Everyone makes millions of cancer cells every day, but your immune system, which protects you from invading germs, can tell that cancer cells are different from normal cells and kills these cancer cells. You develop cancer when your immune system loses some of its ability to recognize that cancer cells have different surface proteins than normal cells do, and allows these cancer cells to live and grow in your body.  It is even more serious when cancer spreads from its original site to other parts of your body, because this happens when your immune system loses more completely its ability to recognize, search out, and destroy cancer cells. 
 
Cancer Treatments Can Increase Risk for Infections
The American Cancer Society has published detailed explanations of cancer treatments that affect the immune system and thus increase risk for infections .
Surgery can suppress the immune system, since chemicals the body uses to kill germs are diverted to be used to heal tissue damaged by extensive surgery. 
Chemotherapy can suppress the body's ability to make white blood cells, red blood cells, platelets, and immune proteins that kill germs.
Radiation therapy suppresses bone marrow cells, white blood cell counts and immune proteins.
Immunotherapy is supposed to increase your immune system's ability to recognize and kill cancer cells.  However, sometimes it does the opposite and suppresses your immunity to increase risk for infections. 
Transplants of stem cells, bone marrow, peripheral blood stem cells and umbilical cord blood stem cells are often given after a person has been given massive doses of poisons to kill the cancer.

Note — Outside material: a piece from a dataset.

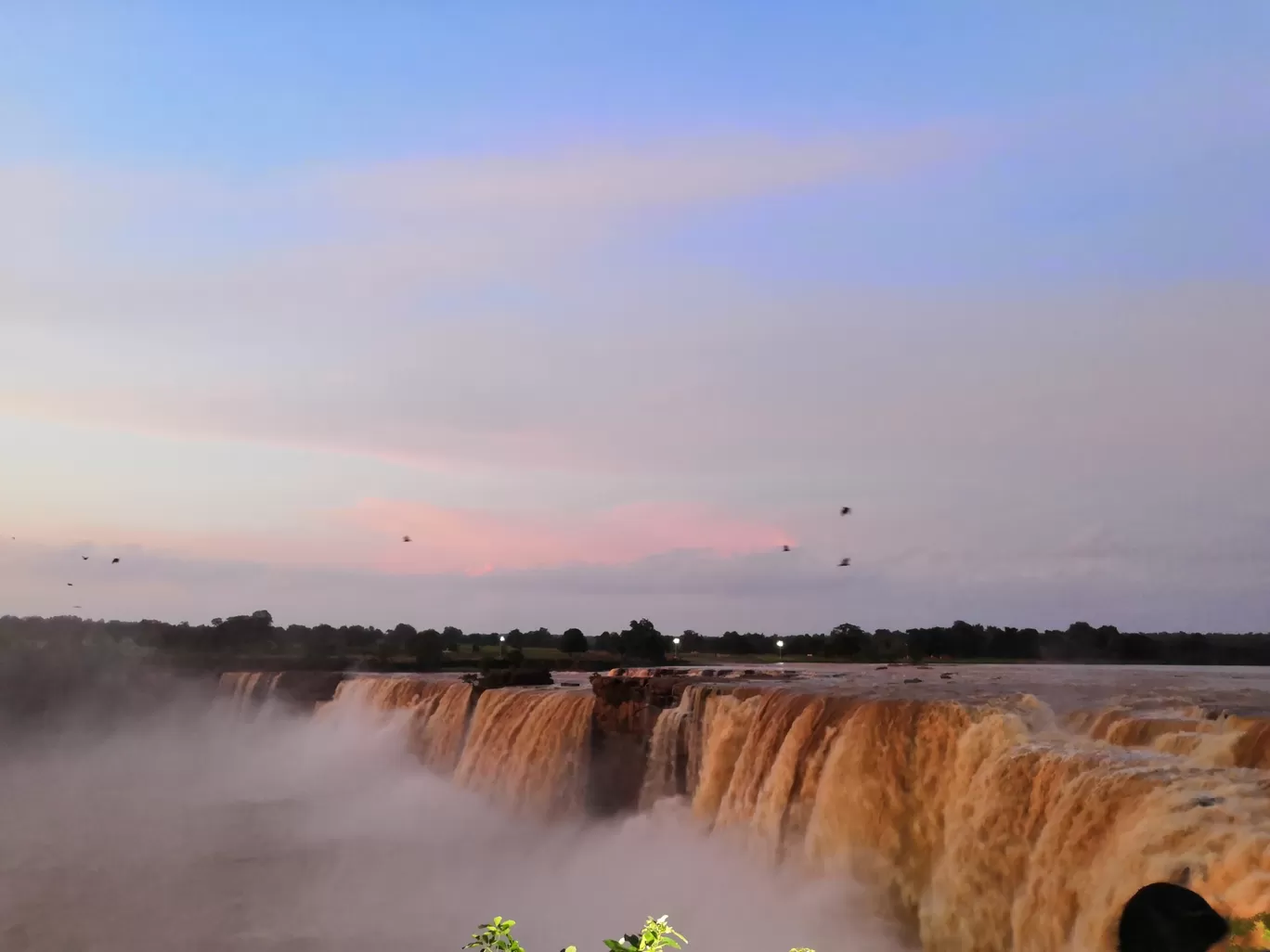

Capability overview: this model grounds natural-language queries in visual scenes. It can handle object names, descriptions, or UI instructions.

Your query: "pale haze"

[0,7,1270,634]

For example, chemotherapy kills both cancer and normal cells, so the transplants are given to replace a person's normal cells that have been killed by the chemotherapy. 
 

Risk Factors for Kidney Cancer
Risk factors for kidney cancer include older age, smoking, alcohol, and excess weight. Finney got his kidney cancer at 71, smoked and drank heavily, and was overweight during the later part of his life.  It is very likely that he had high blood pressure, another risk factor.
 
My Anti-Inflammatory Lifestyle Recommendations
If you are receiving or have received treatments for any type of cancer, your doctor should explain to you that healthful lifestyle habits are critical to your successful recovery.  

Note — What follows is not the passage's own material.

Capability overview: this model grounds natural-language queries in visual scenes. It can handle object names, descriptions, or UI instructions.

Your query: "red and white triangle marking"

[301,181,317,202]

• Eat a diet that is high in anti-inflammatory foods
• Try to exercise every day
• Avoid being overweight
• Avoid tobacco
• Restrict or avoid alcohol
Anti-inflammatory foods include fruits, vegetables, nuts, whole grains (not ground into flour), beans, coffee, tea, and fatty fish such as salmon, mackerel, tuna or sardines.  Pro-inflammatory foods to restrict include sweetened beverages and sugar-added foods, foods made with flour and other refined carbohydrates, red meat (meat from mammals), processed meats, fried foods, butter and margarine.Fruits are considered to be anti-inflammatory because the soluble fiber and antioxidants in fruit increase health benefits over the pro-inflammatory effects of its sugar content.